The rerun of Kenya's presidential elections has been pushed back to Oct. 26, as President Uhuru Kenyatta strongly criticized the court decision to nullify his re-election calling it "a judicial coup."
Earlier this month the Supreme Court invalidated Kenyatta's August re-election and ordered a rerun within 60 days. The electoral commission at first stated the fresh elections would be held on Oct. 17.
Thursday the commission set back the date by nine days because the Supreme Court's detailed ruling this week indicated how the new elections should be conducted and the technology should be used, commission chairman Wafula Chebukati said.
The Supreme Court said the electoral commission failed to properly verify the results. It also said the electoral commission failed to give the court access to its computer servers to disprove the charge by veteran opposition politician Raila Odinga's that hackers infiltrated the commission's system and altered the results.
Tensions between the judiciary and the president continued Thursday when Kenyatta harshly attacked the court's nullification of his re-election as a blow to the democratic ideals Kenyans fought for.

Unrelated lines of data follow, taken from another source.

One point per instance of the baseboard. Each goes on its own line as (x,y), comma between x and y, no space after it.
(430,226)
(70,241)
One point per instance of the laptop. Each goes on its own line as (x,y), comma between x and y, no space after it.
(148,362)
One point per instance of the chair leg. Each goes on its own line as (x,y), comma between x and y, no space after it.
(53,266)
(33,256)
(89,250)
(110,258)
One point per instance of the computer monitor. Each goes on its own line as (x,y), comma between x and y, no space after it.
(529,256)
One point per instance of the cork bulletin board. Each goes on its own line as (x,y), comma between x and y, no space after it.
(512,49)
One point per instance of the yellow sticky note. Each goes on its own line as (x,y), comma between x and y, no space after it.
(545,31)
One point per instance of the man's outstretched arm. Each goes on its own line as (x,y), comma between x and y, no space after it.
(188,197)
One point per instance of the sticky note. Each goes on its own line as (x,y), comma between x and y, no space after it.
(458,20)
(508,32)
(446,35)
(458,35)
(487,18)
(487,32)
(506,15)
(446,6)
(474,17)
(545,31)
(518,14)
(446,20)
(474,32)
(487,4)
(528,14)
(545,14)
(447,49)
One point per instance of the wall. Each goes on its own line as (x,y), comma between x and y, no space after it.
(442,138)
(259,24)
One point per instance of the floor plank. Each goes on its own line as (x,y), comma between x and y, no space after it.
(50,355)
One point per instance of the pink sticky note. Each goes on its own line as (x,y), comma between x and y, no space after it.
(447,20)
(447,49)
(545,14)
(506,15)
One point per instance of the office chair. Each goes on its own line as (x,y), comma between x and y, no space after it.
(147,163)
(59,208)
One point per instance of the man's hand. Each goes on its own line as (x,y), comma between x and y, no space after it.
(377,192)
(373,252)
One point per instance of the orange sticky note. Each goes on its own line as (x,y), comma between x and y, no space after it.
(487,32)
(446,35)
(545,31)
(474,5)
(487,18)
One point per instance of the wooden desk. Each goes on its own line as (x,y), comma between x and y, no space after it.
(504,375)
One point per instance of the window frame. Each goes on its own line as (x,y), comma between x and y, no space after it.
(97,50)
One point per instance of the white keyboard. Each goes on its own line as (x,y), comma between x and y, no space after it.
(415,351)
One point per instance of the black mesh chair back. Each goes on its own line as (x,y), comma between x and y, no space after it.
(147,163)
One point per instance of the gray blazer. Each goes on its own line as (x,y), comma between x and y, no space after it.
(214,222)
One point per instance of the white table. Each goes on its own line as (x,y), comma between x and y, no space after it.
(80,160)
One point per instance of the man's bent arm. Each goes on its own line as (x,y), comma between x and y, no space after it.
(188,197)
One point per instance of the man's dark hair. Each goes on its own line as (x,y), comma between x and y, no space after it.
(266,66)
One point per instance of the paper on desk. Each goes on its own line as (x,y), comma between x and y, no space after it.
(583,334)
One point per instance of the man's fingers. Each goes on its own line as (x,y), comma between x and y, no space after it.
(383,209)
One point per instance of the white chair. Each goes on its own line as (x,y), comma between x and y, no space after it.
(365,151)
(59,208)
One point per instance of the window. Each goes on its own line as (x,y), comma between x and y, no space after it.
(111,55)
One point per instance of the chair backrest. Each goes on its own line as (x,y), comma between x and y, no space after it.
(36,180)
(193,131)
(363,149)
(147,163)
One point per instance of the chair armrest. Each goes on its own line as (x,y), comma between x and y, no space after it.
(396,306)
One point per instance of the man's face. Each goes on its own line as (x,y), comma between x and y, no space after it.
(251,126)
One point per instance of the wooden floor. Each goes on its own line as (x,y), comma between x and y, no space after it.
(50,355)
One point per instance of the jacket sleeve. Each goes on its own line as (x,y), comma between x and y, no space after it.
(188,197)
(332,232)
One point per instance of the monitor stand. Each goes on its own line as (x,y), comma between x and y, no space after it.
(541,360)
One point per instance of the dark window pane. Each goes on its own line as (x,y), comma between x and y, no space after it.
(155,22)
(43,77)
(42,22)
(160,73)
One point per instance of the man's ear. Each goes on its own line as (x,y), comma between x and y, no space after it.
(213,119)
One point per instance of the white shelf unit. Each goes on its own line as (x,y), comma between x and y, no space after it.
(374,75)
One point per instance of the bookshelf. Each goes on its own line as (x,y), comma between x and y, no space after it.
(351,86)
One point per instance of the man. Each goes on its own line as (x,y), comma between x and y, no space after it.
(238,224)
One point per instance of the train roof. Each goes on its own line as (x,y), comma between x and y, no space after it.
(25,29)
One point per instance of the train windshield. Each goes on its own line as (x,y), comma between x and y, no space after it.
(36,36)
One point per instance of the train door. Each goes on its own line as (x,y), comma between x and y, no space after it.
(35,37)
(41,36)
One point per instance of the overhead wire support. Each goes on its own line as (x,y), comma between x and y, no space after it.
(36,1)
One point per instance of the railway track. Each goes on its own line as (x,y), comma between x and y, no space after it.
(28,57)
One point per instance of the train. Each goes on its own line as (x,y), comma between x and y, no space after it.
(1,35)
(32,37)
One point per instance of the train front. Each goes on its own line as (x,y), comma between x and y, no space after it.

Kenyatta had earlier this month attacked the Supreme Court judges as "crooks" and warned of unspecified action against the judiciary if he is re-elected next month. Kenya's chief justice has said attempts to intimidate the Supreme Court judges following the annulment of the August election have been "unlawful and savage in nature."
The Supreme Court's majority judgment said that the irregularities and illegalities in the presidential election of Aug 8, 2017 "were substantial and significant that they affected the integrity of the election."
Kenya's top court said Wednesday that it was "unable to find specific finger prints of individuals who may have played a role in commission of illegalities." Kenyatta said Thursday that finding exonerated him and his regime from any criminal liability.